There is little information about the relationship between T. gondii infection and the consequences of COVID-19. Our findings indicate a significantly greater prevalence of IgG antibodies against T. gondii in COVID-19 patients. Various factors, such as hygienic and dietary habits, climate and socioeconomic conditions, and contact with different felid hosts, can affect the seroprevalence of toxoplasmosis. Improved sanitizing methods have made it possible to reduce the burden of disease in humans, but despite the sanitation compliance schedules during the COVID-19 pandemic, an increasing trend in seroprevalence was found during the COVID-19 pandemic. Recent studies have shown that in a mouse model of chronic toxoplasmosis, the infection causes dysfunction in T-cells. Both CD4 + and CD8 + T cells show exhaustion, which is indicated by increased expression of coinhibitory molecules such as the programmed cell death protein 1(PD-1). This leads to the reactivation of latent infection. Among the T cell subset, the CD4 population plays a crucial role in controlling the early stage of acute infection due to their ability to such as IFNγ, whereas the CD8 T cell subset is essential for long-term protection and maintenance of infection in a chronic state [36, 37]. Our increase in seropositivity may be related to T-cell dysfunction.

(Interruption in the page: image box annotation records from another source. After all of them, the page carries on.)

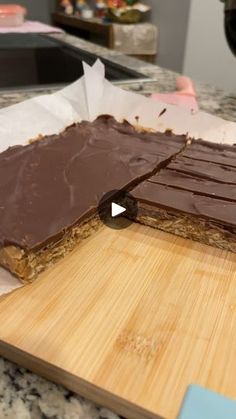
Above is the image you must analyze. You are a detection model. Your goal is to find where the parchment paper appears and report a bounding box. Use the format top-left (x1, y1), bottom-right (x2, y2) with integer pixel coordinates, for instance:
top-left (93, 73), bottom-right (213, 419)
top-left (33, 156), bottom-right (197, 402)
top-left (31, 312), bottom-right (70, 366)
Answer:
top-left (0, 60), bottom-right (236, 295)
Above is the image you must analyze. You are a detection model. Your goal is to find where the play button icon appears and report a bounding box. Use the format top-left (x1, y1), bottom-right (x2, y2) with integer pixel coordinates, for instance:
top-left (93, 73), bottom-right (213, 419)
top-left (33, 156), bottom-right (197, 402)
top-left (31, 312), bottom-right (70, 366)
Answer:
top-left (98, 190), bottom-right (137, 230)
top-left (111, 202), bottom-right (126, 217)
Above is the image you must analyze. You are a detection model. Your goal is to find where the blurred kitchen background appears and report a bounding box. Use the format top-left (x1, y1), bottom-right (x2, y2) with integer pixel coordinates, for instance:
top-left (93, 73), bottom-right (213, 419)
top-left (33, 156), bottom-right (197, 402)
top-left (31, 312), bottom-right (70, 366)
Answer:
top-left (0, 0), bottom-right (236, 93)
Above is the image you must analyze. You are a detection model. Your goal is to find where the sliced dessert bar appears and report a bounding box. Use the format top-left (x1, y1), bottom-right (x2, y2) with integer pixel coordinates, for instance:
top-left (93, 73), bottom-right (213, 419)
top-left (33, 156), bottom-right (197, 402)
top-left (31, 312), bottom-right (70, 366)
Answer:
top-left (0, 116), bottom-right (186, 282)
top-left (132, 140), bottom-right (236, 252)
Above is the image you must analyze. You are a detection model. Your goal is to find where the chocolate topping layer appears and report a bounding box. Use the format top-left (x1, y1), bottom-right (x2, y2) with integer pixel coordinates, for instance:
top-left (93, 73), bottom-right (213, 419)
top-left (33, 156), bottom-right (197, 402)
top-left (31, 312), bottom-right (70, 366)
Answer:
top-left (182, 140), bottom-right (236, 167)
top-left (133, 140), bottom-right (236, 227)
top-left (0, 116), bottom-right (186, 250)
top-left (132, 181), bottom-right (236, 227)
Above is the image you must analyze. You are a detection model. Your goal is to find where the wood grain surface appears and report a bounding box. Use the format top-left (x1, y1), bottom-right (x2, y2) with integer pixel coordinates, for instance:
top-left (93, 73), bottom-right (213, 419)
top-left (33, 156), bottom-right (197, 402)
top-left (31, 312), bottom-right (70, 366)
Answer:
top-left (0, 224), bottom-right (236, 419)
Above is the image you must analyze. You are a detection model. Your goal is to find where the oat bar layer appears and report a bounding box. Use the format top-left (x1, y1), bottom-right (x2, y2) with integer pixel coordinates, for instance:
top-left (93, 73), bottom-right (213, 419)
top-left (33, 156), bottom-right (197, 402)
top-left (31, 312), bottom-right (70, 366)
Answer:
top-left (133, 140), bottom-right (236, 252)
top-left (0, 116), bottom-right (186, 282)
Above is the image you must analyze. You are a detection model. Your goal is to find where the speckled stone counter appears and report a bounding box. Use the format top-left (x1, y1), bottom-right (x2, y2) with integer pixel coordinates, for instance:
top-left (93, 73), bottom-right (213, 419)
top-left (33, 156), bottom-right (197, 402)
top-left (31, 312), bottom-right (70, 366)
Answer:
top-left (0, 34), bottom-right (236, 419)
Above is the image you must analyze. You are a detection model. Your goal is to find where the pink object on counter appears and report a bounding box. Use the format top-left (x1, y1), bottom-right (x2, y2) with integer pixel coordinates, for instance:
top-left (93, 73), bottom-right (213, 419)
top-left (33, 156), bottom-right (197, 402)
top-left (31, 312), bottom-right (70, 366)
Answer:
top-left (151, 76), bottom-right (198, 111)
top-left (0, 4), bottom-right (26, 28)
top-left (0, 20), bottom-right (63, 34)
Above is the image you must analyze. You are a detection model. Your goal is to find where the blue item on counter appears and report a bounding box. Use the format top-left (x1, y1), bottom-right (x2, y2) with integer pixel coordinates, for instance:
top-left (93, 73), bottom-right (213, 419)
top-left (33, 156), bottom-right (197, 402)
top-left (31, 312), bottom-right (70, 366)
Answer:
top-left (178, 385), bottom-right (236, 419)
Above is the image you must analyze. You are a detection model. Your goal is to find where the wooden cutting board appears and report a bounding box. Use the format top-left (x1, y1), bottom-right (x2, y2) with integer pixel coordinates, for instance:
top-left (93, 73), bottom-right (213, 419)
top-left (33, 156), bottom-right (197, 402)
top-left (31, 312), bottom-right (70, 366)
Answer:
top-left (0, 224), bottom-right (236, 419)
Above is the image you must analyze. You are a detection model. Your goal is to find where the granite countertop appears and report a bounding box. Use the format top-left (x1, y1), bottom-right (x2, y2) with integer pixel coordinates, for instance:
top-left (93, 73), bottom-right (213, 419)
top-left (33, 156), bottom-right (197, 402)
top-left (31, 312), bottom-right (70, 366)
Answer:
top-left (0, 34), bottom-right (236, 419)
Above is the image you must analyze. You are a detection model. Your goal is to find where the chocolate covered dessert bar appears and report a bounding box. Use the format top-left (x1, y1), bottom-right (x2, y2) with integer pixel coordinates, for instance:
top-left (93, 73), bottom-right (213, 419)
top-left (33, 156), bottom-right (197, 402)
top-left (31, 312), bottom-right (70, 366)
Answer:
top-left (132, 140), bottom-right (236, 252)
top-left (0, 116), bottom-right (186, 282)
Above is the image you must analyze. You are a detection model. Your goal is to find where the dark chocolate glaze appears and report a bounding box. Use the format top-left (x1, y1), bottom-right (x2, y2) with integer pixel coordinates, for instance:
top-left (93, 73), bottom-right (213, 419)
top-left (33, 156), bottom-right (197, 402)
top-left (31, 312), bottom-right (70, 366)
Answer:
top-left (132, 140), bottom-right (236, 227)
top-left (150, 169), bottom-right (236, 201)
top-left (168, 156), bottom-right (236, 185)
top-left (132, 181), bottom-right (236, 227)
top-left (182, 140), bottom-right (236, 168)
top-left (0, 116), bottom-right (186, 250)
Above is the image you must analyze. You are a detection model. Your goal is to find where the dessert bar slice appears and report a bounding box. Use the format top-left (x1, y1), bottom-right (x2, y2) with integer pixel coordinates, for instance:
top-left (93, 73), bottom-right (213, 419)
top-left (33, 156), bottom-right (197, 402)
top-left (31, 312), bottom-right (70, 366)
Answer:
top-left (0, 116), bottom-right (186, 282)
top-left (133, 140), bottom-right (236, 252)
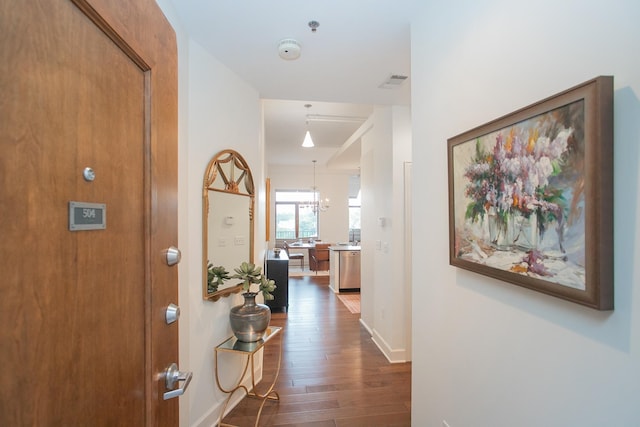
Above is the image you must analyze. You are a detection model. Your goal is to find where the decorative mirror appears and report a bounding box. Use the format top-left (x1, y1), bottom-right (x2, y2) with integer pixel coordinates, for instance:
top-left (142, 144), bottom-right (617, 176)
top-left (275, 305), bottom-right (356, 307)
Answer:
top-left (202, 150), bottom-right (255, 301)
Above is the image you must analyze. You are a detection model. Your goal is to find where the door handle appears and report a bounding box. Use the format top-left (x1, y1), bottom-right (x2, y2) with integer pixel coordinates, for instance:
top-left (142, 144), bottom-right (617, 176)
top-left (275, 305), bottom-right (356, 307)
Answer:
top-left (163, 363), bottom-right (193, 400)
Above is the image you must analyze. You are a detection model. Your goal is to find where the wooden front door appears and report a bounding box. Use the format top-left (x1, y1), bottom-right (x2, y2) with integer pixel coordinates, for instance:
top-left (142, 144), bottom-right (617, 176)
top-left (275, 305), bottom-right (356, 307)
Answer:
top-left (0, 0), bottom-right (178, 426)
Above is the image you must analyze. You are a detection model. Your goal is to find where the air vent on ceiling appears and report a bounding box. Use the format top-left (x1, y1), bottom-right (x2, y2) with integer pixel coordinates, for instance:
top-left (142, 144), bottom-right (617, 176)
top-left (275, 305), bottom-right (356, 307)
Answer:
top-left (378, 74), bottom-right (409, 89)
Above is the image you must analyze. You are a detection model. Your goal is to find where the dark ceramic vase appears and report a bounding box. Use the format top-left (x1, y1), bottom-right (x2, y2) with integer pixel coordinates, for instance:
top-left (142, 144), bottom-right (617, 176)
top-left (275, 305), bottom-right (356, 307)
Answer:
top-left (229, 292), bottom-right (271, 342)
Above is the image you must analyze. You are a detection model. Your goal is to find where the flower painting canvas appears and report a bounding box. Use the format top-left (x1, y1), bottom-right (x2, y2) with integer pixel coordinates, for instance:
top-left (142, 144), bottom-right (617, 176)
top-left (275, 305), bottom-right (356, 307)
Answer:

The crude and adjusted models were used to show the effect of latent toxoplasmosis on the risk of susceptibility to COVID-19 and vice versa. Results showed that toxoplasmosis, with an OR of 1.28 (95% CI, 0.82–1.99, P < 0.05) appeared markedly effective. In other words, T. gondii is a possible risk factor that may increase susceptibility to COVID-19. This result is consistent with the studies by Jaroslav Flegr in Czech and Slovak [38], Sharaf-El-Deen [39], and Ahmed Abed [33] but is not in line with some Iranian studies reporting that toxoplasmosis is not a risk factor for COVID-19 [1, 11, 34, 35]. In a non-matched case-control survey, no marked difference in anti-T. gondii IgG antibodies was reported between the cases and controls [12]. Conversely, COVID-19 positivity could dose not increase anti-T. gondii IgG antibodies. Alternatively, a non-significant protective effect against latent toxoplasmosis was observed in COVID-19-positive individuals (OR = 0.99; 95% CI, 0.51–1.92; P > 0.05). COVID-19 patients who receive immunosuppressive therapy are at risk for opportunistic infections [40, 41]. However, those with COVID-19 did not require hospitalization and experienced moderate disease severity. Additionally, they had not gotten COVID-19 treatments or corticosteroids that could weaken the immune system and potentially trigger a recurrence of toxoplasma. Some studies have shown a reverse correlation between toxoplasmosis and COVID-19 [42, 43], which does not support our results. These controversies may be related to the study design, study region, and endemicity of toxoplasmosis [12].

Conclusion

This fundamental study investigated the seroprevalence of T. gondii infection before and during the COVID-19 pandemic. The general population in this region had a moderate seroprevalence of T. gondii. Contact with soil and lack of awareness about infective sources and transmission routes increase the chance of T. gondii infection. Therefore, implementing preventive programs in this area should be considered. Owing to the increased incidence of latent toxoplasmosis in COVID-19 patients and the use of immunosuppressive treatment regimens that may cause toxoplasmosis reactivation, early diagnosis and proper treatment of toxoplasmosis in COVID-19 patients are necessary. In addition, a large-scale multicenter retrospective study should be designed to elucidate the association between COVID-19 and T. gondii.